Ruth Charrondiere, oficial de nutrición de FAO, comentó que en la mayoría de los países y grupos de población, el consumo está por debajo de 400 gramos, ingesta diaria recomendada por la FAO y la Organización Mundial de la Salud (OMS).

Por ello, en 2021 se declaró el Año Internacional de las Frutas y Verduras, como una oportunidad única para crear conciencia sobre la importancia de las frutas y verduras para la nutrición humana, la seguridad alimentaria y la salud, y para el logro de los Objetivos de Desarrollo Sostenible.

Productor y exportador

Según el informe Agro en Cifras 2016, del Ministerio de Agricultura, Ganadería y Alimentación (MAGA), que incluye datos de la producción de los principales cultivos en el país, destacan frutas como aguacate, limón, mango, manzana, melocotón, melón, naranja, piña y plátano; así como, arveja china, brócoli, cebolla, chile pimiento, papa, repollo, tomate y zanahoria.

Como exportador, hasta noviembre de 2020 el país generó divisas por US$266.2 millones en frutas frescas, secas o congeladas y US$208.5 millones en legumbres y hortalizas, según estadísticas del Banco de Guatemala. 

Charrondiere dijo que en varios países, los productores de frutas y verduras para la exportación son bastante grandes en comparación con los pequeños agricultores que producen para el mercado local. “Es necesario equilibrar las necesidades del mercado local y de exportación y ayudar a ambos sectores a crecer”.

Mencionó que Chile es un país exportador de frutas y verduras, pero solo el 15 por ciento de su población adulta consume las cinco porciones recomendadas al día. Por ejemplo, en dicho país, las manzanas pueden costar US$1.39 el kilo en el mercado, probablemente US$1.81 en los supermercados, mientras que el productor solo obtiene US$0.10 por el kilo.

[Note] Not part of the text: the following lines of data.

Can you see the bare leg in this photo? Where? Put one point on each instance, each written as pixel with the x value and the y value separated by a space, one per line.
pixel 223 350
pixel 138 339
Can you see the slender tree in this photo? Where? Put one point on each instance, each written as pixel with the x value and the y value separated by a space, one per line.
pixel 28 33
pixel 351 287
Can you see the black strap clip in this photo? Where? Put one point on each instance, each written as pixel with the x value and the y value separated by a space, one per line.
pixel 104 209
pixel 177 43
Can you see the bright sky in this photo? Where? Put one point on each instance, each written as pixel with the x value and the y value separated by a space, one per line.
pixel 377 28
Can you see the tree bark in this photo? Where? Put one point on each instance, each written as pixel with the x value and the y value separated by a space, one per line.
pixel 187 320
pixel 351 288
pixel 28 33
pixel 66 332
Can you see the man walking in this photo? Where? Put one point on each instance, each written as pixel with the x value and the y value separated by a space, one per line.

La experta de FAO considera que las políticas, leyes y reglamentaciones fiscales podrían influir en los precios al productor y minorista y, por lo tanto, aumentar los ingresos de los pequeños agricultores y hacer que las frutas y verduras sean más asequibles. 

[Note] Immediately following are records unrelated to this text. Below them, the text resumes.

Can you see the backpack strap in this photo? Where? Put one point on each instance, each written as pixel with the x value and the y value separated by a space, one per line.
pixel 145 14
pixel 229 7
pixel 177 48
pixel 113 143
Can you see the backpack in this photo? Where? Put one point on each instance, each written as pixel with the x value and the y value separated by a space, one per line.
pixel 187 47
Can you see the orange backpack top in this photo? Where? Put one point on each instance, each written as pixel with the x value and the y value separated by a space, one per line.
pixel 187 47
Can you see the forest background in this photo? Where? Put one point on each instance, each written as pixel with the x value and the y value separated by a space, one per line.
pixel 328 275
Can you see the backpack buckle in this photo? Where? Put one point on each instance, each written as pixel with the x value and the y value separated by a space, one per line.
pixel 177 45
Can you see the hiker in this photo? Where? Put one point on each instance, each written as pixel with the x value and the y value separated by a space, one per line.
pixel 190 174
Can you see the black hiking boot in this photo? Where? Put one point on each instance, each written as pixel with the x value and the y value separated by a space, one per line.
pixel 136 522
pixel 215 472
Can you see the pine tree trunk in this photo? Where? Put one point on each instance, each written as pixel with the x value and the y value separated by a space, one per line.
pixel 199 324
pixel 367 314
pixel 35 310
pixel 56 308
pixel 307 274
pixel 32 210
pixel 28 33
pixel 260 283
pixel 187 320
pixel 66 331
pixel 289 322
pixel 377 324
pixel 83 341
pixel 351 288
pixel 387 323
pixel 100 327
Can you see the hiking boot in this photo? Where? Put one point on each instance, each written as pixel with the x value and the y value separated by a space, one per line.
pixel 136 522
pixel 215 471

Otra medida podría ser que se apoye a la creación de más cooperativas de pequeños agricultores, que luego podrían producir la cantidad y variedad necesarias para licitar para compras públicas o reducir los costos de transacción para el comercio electrónico y las ventas directas.

Jorge Pernillo, coordinador de la Escuela de Nutrición de la Universidad Panamericana, comentó que parte de lo que se ha mapeado, principalmente en el Corredor Seco, es la falta de recursos para la compra de estos alimentos. “En comunidades donde la principal fuente es la agricultura es contradictorio… Pero también es falta de acceso a tecnología, insumos y recursos, para que los agricultores puedan dedicarse a las frutas y verduras”, dijo.

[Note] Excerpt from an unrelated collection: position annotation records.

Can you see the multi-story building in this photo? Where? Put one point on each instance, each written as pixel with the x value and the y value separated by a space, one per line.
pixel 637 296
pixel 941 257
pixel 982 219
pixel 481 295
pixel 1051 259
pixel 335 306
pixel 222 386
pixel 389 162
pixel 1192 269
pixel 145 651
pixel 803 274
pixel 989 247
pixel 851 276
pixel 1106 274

Agregó que se sujetan al ciclo de maíz, frijol y algunas otras siembras como ayote que se da en la milpa. Para Pernillo, el otro tema es el hábito o costumbre de frutas y verduras, pero, como en todo el mundo, es una lucha contra la poderosa industria de alimentos procesados. 

Hallazgo

Según el informe El costo de la doble carga de la malnutrición. Impacto social y económico, en Guatemala en 2018 el costo de la doble carga de la malnutrición asciende a US$12.03 millardos, equivalentes al 16.3 por ciento del PIB. De estos, US$8.2 millardos son atribuibles a la desnutrición y US$3.8 millardos al sobrepeso y la obesidad.

Para Charrondiere, el consumo regular y adecuado de frutas y verduras son esenciales para combatir la desnutrición en todas sus formas y la prevención general de las enfermedades no transmisibles. Con una mejor dieta que incluya más frutas y verduras frescas, Guatemala podría disminuir sus tasas de retraso en el crecimiento, deficiencias de micronutrientes y sus tasas de morbilidad y mortalidad, lo que significa que menos personas necesitarían consultar al sistema de salud.

Algunos países incluyen en sus programas sociales frutas y verduras frescas y prohíben o minimizan los alimentos ultraprocesados; esto es importante porque son caras y los hogares pobres no pueden permitirse comprarlas.